If human beings were fragile enough to be killed by toilet water, we wouldn't have survived for so long...and neither would our DOGS! ;-)

Seriously, I think he will be fine. It's icky, but not fatal.

Quote:


Originally Posted by *ctdoula*
Sounds pretty icky, but I think he'll probably be fine. Having watched too many Datelines & 20/20s, I'm under the impression that you're better off eating out of the toilet then the kitchen sink. Because the water in there is flushed frequently. Were there any nasty cleaning disks/deodorant disks? Those are probably poisonous. Maybe you should just check in with the pedi just in case..

hugs!!!!!


----------



## treehickory (May 19, 2004)

OK, that's got a high gross-out factor, but I don't think it's particularly germy. If the toilet is on a public water line, the water's chlorinated, and that kills most of the germs. And the frequent flushing keeps it pretty fresh. Try to think of the whole experience as a work-out for his immune system.
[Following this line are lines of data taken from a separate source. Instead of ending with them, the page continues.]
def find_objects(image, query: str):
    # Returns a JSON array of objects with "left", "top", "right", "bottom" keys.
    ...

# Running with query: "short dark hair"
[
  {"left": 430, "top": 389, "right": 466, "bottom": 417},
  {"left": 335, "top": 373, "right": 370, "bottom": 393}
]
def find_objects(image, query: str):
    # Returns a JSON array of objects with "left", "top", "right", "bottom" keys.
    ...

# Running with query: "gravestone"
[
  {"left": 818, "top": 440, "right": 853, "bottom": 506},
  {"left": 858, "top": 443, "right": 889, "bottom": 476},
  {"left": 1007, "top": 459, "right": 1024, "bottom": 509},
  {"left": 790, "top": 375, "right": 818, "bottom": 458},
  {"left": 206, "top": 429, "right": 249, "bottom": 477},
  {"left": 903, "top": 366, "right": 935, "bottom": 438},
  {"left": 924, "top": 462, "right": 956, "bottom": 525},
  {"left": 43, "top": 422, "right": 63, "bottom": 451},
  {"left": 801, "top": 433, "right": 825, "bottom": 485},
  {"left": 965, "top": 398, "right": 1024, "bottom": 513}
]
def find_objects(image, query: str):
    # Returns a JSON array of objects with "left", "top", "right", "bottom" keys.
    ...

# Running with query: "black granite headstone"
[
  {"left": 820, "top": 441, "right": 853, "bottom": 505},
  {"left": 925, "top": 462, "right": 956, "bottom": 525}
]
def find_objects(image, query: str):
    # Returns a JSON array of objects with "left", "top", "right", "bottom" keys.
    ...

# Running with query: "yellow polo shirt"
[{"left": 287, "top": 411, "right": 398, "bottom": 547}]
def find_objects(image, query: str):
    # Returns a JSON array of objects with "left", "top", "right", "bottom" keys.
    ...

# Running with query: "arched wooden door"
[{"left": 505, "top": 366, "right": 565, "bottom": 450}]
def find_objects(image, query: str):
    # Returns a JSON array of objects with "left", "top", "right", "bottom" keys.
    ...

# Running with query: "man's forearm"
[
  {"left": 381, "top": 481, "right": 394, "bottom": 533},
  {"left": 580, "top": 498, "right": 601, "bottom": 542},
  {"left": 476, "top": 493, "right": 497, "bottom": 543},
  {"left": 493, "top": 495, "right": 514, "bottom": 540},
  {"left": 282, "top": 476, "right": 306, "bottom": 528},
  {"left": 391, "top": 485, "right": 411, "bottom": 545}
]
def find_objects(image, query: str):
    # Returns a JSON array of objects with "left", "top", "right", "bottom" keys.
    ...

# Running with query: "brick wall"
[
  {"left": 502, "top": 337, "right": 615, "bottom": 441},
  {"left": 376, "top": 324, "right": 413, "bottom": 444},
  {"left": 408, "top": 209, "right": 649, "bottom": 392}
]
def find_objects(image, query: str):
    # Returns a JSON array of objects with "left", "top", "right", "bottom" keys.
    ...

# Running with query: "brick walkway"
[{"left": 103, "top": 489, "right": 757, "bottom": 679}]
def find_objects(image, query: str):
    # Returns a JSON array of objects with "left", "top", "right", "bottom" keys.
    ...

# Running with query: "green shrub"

One very real danger that you should consider, is that toddlers can drown in only a couple of inches of water in a very short period of time. If your toddler is curious about toilets or enjoys playing in water, be very vigilant, not only to keep him from drinking icky stuff, but also to keep him safe from drowning.

My ds is 15 months old, and fascinated with throwing things into the toilet, so I feel your pain!!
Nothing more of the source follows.